Sunday, April 25, 2010
Reading Outcast PAK files
Good Old Games just released Outcast, one of my favorite games of the late 1990s. They're selling it for $6 USD. In honor of the occasion I've dug up some of my file-format hacking notes. I'm indebted to Dmitry Andreev for much of this info.
Outcast's archive files are stored in the relatively-obscure PKWARE Data Compression Library format, a variant of Lempel-Ziv-Huffman dictionary compression with static tables for the Huffman codes. The archive file contains an uncompressed directory followed by all the files, individually compressed. Multi-byte values are stored little-endian (least significant byte first).
All Outcast files start with a 2-byte magic number: (71 6e). For .pak files this is followed by ten more magic bytes: (0 0 d3 d4 7d 9 1 0 0 0). Next is a 4-byte value indicating whether the files in the archive are compressed or not. A value of 1 means they are compressed; a value of 3 means they are not.

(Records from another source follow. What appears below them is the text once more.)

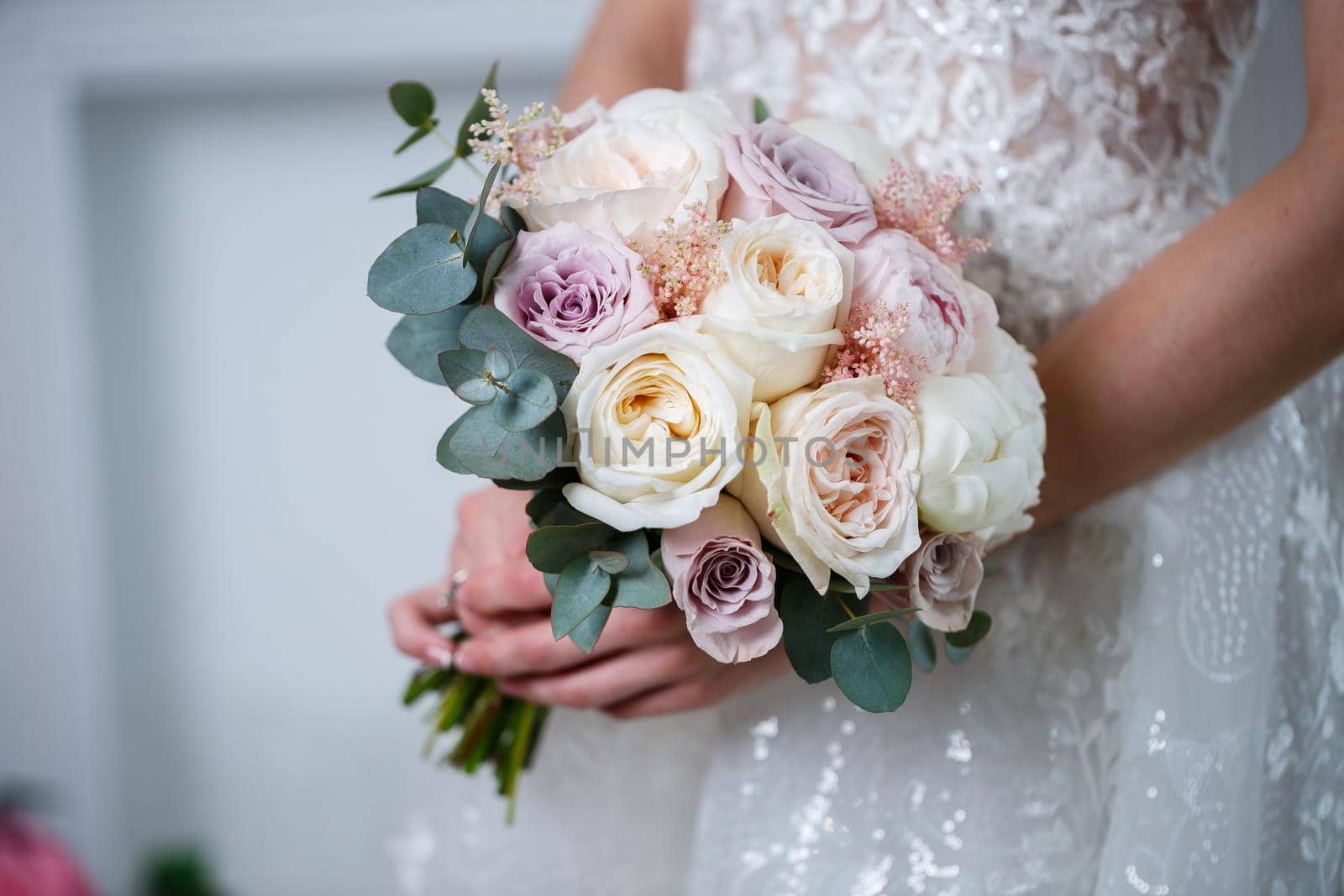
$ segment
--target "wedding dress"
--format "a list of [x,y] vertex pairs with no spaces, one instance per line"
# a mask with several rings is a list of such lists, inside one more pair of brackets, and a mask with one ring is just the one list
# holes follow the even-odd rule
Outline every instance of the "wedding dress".
[[[993,249],[968,275],[1039,344],[1226,201],[1228,114],[1266,15],[700,0],[689,86],[857,121],[978,179],[962,231]],[[555,713],[516,829],[488,787],[434,778],[437,807],[395,842],[405,892],[1340,892],[1341,396],[1336,363],[993,555],[993,633],[917,673],[892,715],[792,677],[715,713]]]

Next up is a 4-byte value containing the number of files in the archive. Following it comes that many variable-length directory entries. Each directory entry starts with a variable-length string (a 4-byte count followed by that many bytes; no null terminators), which is followed by the 4-byte offset from the start of the archive to the file's contents; the 4-byte compressed file size; and the 4-byte uncompressed file size.
After that is the data for the individual files. Each file is compressed separately. I used code by Mark Adler to do the decompression.